Subsequent deployments of the same function do not change its status, even if you do not use this flag.
After deployment
To allow unauthenticated invocation of a function, grant the
Cloud Functions Invoker role to the special allUsers
principal on the
function:
Console
Go to the Google Cloud console:
Click the checkbox next to the receiving function. (Don't click on the function itself.)
Click Permissions at the top of the screen. The Permissions panel opens.
Click Add principal.
In the New principals field, type
allUsers
.Select the role Cloud Functions > Cloud Functions Invoker from the Select a role drop-down menu.
In response to the dialog, click Allow public access.
gcloud
Use the gcloud functions add-iam-policy-binding
command to grant the
roles/cloudfunctions.invoker
role to the special allUsers
principal on
the function:
gcloud functions add-iam-policy-binding FUNCTION_NAME \ --member="allUsers" \ --role="roles/cloudfunctions.invoker"
See the
gcloud functions add-iam-policy-binding
reference
for more information about these fields.
Domain Restricted Sharing
If you are developing functions in a project that is subject to the Domain Restricted Sharing organization policy you will be unable to allow unauthenticated invocation of a function. This policy restricts public data sharing to reduce the risk of data exfiltration.

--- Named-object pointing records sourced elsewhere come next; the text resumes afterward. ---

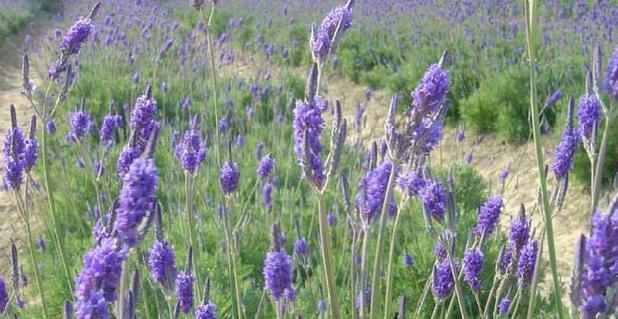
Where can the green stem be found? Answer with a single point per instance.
(530, 36)
(389, 272)
(52, 208)
(37, 277)
(331, 288)
(213, 71)
(600, 163)
(192, 240)
(375, 279)
(232, 259)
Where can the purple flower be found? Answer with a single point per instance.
(526, 263)
(431, 91)
(206, 311)
(308, 123)
(228, 177)
(137, 197)
(301, 248)
(411, 183)
(13, 151)
(184, 291)
(81, 124)
(408, 259)
(504, 259)
(51, 126)
(125, 159)
(266, 166)
(143, 119)
(76, 35)
(277, 272)
(611, 82)
(224, 126)
(563, 159)
(503, 306)
(30, 155)
(99, 279)
(553, 98)
(489, 214)
(267, 200)
(443, 283)
(589, 114)
(372, 192)
(4, 296)
(340, 15)
(519, 231)
(162, 263)
(434, 198)
(320, 44)
(110, 123)
(473, 266)
(191, 151)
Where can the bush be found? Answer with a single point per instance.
(500, 105)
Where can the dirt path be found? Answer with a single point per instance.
(490, 157)
(11, 224)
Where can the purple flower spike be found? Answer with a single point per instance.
(4, 296)
(162, 263)
(443, 283)
(411, 183)
(526, 263)
(99, 279)
(206, 311)
(229, 177)
(340, 15)
(504, 306)
(431, 91)
(76, 35)
(611, 82)
(488, 216)
(184, 291)
(191, 151)
(277, 268)
(137, 197)
(372, 192)
(13, 151)
(308, 123)
(266, 166)
(473, 265)
(110, 123)
(434, 199)
(589, 114)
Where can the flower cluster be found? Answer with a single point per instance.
(372, 192)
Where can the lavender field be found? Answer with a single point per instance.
(309, 159)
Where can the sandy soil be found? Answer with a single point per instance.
(490, 157)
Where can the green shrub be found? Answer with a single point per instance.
(500, 105)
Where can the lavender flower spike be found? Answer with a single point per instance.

If you wish to deploy functions that permit unauthenticated invocation, we recommend that you remove the Domain Restricted Sharing organization policy on the project. Organization policies can be set at the organization, folder or project level.
Once you have created your function(s) that allow unauthenticated invocation, the organization policy can be re-enabled:
- Functions deployed before the organization policy has been re-enabled will continue to allow unauthenticated invocation.
- New versions of these existing functions can be deployed without requiring authenticated invocation.
- New functions that permit unauthenticated invocations cannot be deployed.
Controlling access on all functions in a project
If you want to grant roles on all functions in a project, you can grant these roles on the project.